In the presentation on Stored Emotion, we discussed how emotional energy gets stored somehow in the body. The most likely explanation for the inability to experience an emotion such as sadness properly is when emotional forces applied towards us some time in our lives, are not adequately responded to and the energy gets trapped in the body. Recall the opponent process theorem discussed in the presentation on Emotions obey Physical Laws, this is equivalent to the person having a highly traumatic event, like skydiving from an airplane for the first time, and then having no safe place to land. With no safe place to land, the body does not have the opportunity to spontaneously progress back towards a happier state and normal behaviour of the nervous system is blocked. The energy has to go somewhere, and is stored in the body and the result can be a diminished ability to experience coherent emotions.
Depression is an incoherent emotion of a different sort, in that, because of its persistence and duration, we call it a psychological disorder, which interferes considerably with daily functioning can often require medical intervention.

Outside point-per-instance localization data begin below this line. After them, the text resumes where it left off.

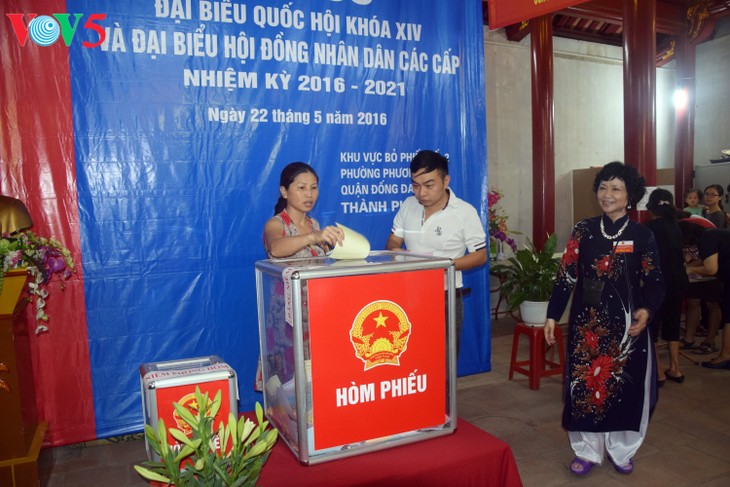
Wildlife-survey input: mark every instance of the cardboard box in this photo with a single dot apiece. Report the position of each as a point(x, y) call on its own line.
point(174, 381)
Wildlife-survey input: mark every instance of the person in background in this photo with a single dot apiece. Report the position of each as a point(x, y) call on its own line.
point(669, 241)
point(714, 251)
point(435, 221)
point(713, 205)
point(693, 199)
point(611, 267)
point(703, 297)
point(291, 232)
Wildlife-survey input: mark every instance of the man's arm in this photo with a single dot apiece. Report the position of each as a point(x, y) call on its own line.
point(394, 243)
point(471, 260)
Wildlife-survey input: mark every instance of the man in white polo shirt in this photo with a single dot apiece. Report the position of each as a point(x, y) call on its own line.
point(435, 221)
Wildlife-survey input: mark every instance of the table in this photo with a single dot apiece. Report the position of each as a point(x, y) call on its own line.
point(469, 457)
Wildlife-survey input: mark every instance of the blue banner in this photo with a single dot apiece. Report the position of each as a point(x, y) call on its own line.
point(184, 117)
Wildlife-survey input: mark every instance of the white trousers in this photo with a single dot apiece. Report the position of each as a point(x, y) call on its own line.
point(621, 446)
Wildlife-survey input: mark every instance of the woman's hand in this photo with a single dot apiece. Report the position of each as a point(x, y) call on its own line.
point(549, 330)
point(641, 317)
point(329, 235)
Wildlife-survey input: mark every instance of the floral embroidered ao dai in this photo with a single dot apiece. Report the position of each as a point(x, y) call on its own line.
point(607, 369)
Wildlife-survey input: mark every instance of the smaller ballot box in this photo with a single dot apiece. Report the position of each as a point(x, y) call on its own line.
point(357, 355)
point(164, 383)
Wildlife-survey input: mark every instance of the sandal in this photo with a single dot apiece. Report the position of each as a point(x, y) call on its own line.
point(674, 378)
point(624, 469)
point(706, 349)
point(580, 467)
point(725, 364)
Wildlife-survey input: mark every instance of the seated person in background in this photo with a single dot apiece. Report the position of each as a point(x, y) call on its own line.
point(693, 199)
point(714, 250)
point(291, 232)
point(668, 237)
point(702, 290)
point(437, 222)
point(713, 205)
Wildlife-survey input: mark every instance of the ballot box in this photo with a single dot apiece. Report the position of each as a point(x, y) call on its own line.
point(164, 383)
point(357, 355)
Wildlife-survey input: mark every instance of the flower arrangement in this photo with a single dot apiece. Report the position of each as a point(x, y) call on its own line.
point(498, 220)
point(233, 454)
point(44, 258)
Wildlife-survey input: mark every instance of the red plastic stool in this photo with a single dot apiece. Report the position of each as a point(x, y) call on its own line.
point(539, 365)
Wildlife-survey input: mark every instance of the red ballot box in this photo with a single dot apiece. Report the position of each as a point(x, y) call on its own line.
point(357, 355)
point(175, 381)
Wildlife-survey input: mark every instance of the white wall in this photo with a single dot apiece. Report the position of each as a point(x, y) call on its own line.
point(588, 98)
point(712, 109)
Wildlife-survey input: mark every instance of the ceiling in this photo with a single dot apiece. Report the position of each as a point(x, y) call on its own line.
point(601, 21)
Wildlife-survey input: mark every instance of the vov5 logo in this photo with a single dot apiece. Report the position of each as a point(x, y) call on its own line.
point(45, 30)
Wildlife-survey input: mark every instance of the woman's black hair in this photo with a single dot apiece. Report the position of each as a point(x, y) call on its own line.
point(661, 204)
point(635, 184)
point(288, 174)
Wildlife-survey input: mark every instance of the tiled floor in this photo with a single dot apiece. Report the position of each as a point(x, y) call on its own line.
point(688, 443)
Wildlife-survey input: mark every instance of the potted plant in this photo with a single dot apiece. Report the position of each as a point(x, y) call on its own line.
point(45, 259)
point(528, 278)
point(233, 455)
point(498, 231)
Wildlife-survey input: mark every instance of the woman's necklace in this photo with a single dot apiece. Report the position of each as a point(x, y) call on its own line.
point(618, 234)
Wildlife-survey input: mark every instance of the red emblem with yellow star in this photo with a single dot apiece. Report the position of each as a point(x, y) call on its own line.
point(380, 333)
point(189, 402)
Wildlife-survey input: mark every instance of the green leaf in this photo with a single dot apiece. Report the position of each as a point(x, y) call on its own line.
point(180, 436)
point(215, 407)
point(162, 434)
point(150, 475)
point(184, 452)
point(259, 413)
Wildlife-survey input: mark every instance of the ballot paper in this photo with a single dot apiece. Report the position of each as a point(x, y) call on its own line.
point(354, 245)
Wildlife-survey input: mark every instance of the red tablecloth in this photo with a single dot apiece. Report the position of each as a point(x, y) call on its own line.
point(469, 457)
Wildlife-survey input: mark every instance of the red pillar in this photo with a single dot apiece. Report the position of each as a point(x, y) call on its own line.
point(640, 87)
point(543, 145)
point(684, 120)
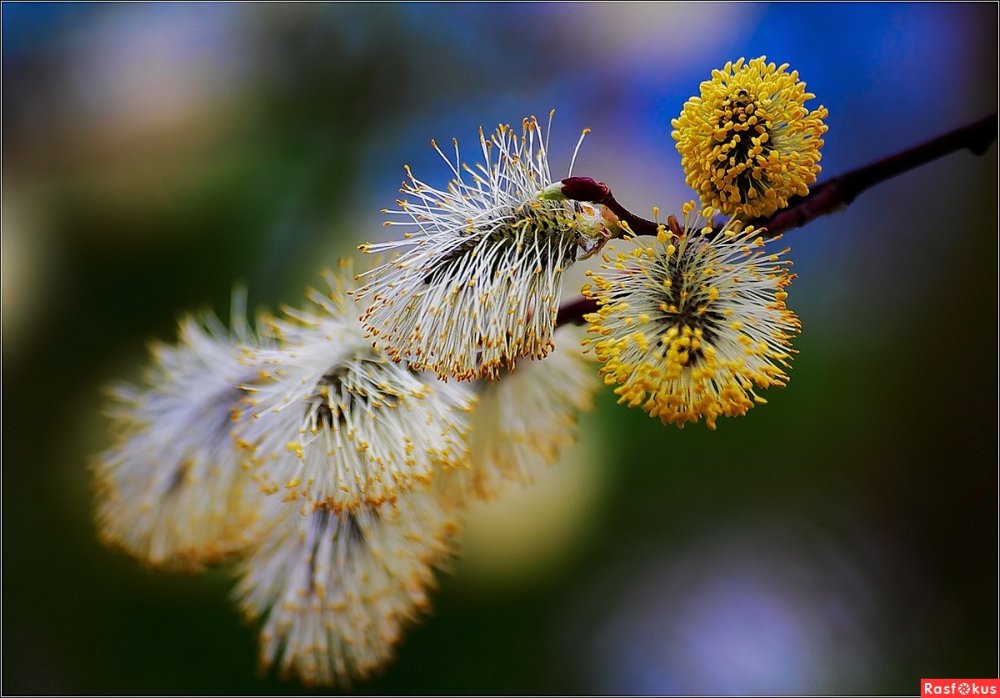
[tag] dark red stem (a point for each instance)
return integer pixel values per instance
(827, 197)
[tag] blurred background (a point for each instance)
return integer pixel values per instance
(841, 539)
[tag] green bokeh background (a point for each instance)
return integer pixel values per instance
(155, 156)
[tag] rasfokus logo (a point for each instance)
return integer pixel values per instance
(959, 687)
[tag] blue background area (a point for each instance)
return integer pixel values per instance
(841, 538)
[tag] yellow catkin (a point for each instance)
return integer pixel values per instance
(748, 143)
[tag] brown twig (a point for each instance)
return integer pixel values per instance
(829, 196)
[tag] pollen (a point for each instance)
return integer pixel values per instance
(748, 143)
(701, 334)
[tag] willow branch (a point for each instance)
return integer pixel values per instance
(829, 196)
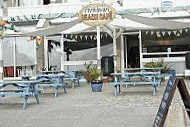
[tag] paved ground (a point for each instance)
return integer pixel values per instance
(80, 107)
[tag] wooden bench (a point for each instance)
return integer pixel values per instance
(145, 78)
(22, 89)
(52, 80)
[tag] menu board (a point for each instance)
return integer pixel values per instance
(184, 95)
(166, 101)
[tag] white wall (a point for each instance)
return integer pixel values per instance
(130, 4)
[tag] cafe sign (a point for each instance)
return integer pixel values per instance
(97, 14)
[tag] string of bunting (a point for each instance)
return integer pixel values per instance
(169, 32)
(86, 37)
(39, 40)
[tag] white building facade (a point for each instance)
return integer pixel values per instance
(25, 11)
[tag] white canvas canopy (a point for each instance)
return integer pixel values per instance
(129, 22)
(25, 51)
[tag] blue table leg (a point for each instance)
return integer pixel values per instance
(56, 91)
(25, 102)
(64, 87)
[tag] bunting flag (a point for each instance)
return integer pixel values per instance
(169, 33)
(147, 32)
(81, 36)
(158, 34)
(106, 34)
(101, 35)
(152, 32)
(91, 36)
(76, 37)
(180, 31)
(86, 37)
(163, 33)
(186, 30)
(38, 41)
(175, 32)
(94, 38)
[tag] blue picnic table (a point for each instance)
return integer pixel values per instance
(52, 80)
(142, 76)
(23, 89)
(70, 75)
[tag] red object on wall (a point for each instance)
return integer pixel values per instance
(2, 23)
(8, 71)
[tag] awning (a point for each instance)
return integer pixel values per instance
(53, 30)
(158, 23)
(130, 22)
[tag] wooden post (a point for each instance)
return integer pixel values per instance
(45, 52)
(98, 48)
(62, 53)
(140, 47)
(1, 59)
(14, 56)
(122, 53)
(115, 50)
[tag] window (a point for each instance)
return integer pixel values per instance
(46, 2)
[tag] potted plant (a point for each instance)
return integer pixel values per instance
(93, 75)
(95, 79)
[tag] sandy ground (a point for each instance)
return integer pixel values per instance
(80, 107)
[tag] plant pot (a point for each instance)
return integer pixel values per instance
(96, 86)
(172, 72)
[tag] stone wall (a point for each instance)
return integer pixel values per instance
(40, 59)
(118, 41)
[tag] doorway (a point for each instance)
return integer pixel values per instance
(131, 51)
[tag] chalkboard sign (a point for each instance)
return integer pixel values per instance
(184, 95)
(166, 101)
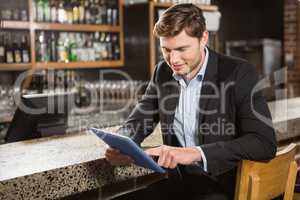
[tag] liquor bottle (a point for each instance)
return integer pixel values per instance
(61, 50)
(40, 10)
(72, 49)
(62, 15)
(97, 46)
(16, 50)
(115, 47)
(94, 11)
(34, 10)
(54, 11)
(53, 52)
(44, 82)
(42, 47)
(115, 13)
(9, 50)
(2, 49)
(104, 52)
(25, 50)
(47, 11)
(108, 46)
(76, 13)
(103, 11)
(87, 13)
(90, 49)
(109, 14)
(81, 12)
(69, 11)
(98, 18)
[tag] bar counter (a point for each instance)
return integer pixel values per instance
(59, 166)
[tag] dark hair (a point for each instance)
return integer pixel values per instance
(180, 17)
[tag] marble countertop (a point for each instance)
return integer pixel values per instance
(58, 166)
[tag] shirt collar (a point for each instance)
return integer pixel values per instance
(201, 72)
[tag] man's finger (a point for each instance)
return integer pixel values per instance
(153, 151)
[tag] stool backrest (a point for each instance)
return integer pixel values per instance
(266, 180)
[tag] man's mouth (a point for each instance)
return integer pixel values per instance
(177, 67)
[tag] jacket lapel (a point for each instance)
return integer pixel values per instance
(208, 88)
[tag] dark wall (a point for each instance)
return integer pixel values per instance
(250, 19)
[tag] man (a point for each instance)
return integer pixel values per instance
(210, 115)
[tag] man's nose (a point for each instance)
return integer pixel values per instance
(174, 57)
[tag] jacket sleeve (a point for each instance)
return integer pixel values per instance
(256, 137)
(144, 117)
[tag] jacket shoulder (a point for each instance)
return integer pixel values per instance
(229, 66)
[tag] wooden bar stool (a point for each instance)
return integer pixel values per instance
(258, 180)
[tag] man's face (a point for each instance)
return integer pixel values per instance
(183, 53)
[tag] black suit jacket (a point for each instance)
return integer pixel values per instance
(228, 97)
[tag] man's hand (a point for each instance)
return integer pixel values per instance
(170, 157)
(114, 157)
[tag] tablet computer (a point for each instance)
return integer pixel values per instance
(128, 147)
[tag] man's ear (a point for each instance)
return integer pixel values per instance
(204, 38)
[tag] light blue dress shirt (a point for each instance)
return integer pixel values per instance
(186, 114)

Depression can be channelled successfully, by using the experience of the downward pulling emotion to encourage the body to relax. This is an extension of channelling as described in the presentation on Processing and Channelling Emotion, where, rather than channelling energy into changing body structures, we channel the lack of energy we that we feel into relaxing our body in ways that we have perhaps never relaxed before. This can be done using progressive muscle relaxation or any other method, but depression sometimes provides such a powerful sense of futility that it is often not necessary to use anything and it is sufficient just to let the weight of the emotion drag you down into a relaxed state.
For this to work you do need to be well practised at self-relaxation and it helps to be conversant in other aspects of emotional fitness technology.
The benefit of channelling depressive episodes into self-relaxation is simply that it is possible for you to relax parts of your body in ways that you have never done before. Once those parts of the body are fully relaxed, and you keep them that way for the duration of the episode, then they are ready to start afresh, in that they are now ready for you to act on them that alters the way that they function. This means that after you have recovered from the episode, your ability to channel emotional energy into enhancing the way your body works is improved. I cover this in detail in later presentations.
When I was an adolescent the experience of depression came to me on a few occasions as a powerful downward gravitational pull. I literally could not stand up, and felt my body falling into the ground. I found it constructive to channel that sensation by lying on my bed and allowing myself to relax. Over the decades I used depressive episodes to teach myself to relax and let go. In the process I would ride out the storm and at the end feel quite relaxed and ready to move on.
Sadness is a negative emotion that is associated with loss. A person who is unable to experience sadness coherently may instead experience depression. It is possible to effectively channel depression into heightened ability to relax.
Challenge to audience
Sadness might be considered a negative emotion, but it makes a positive contribution to the quality of your life in that it is a natural part of your emotional balance. It is an emotion that can be grabbed hold of and harnessed to help you move on and forward with your life. I challenge you to view sadness and depression as your body telling you that you need to relax and let something go.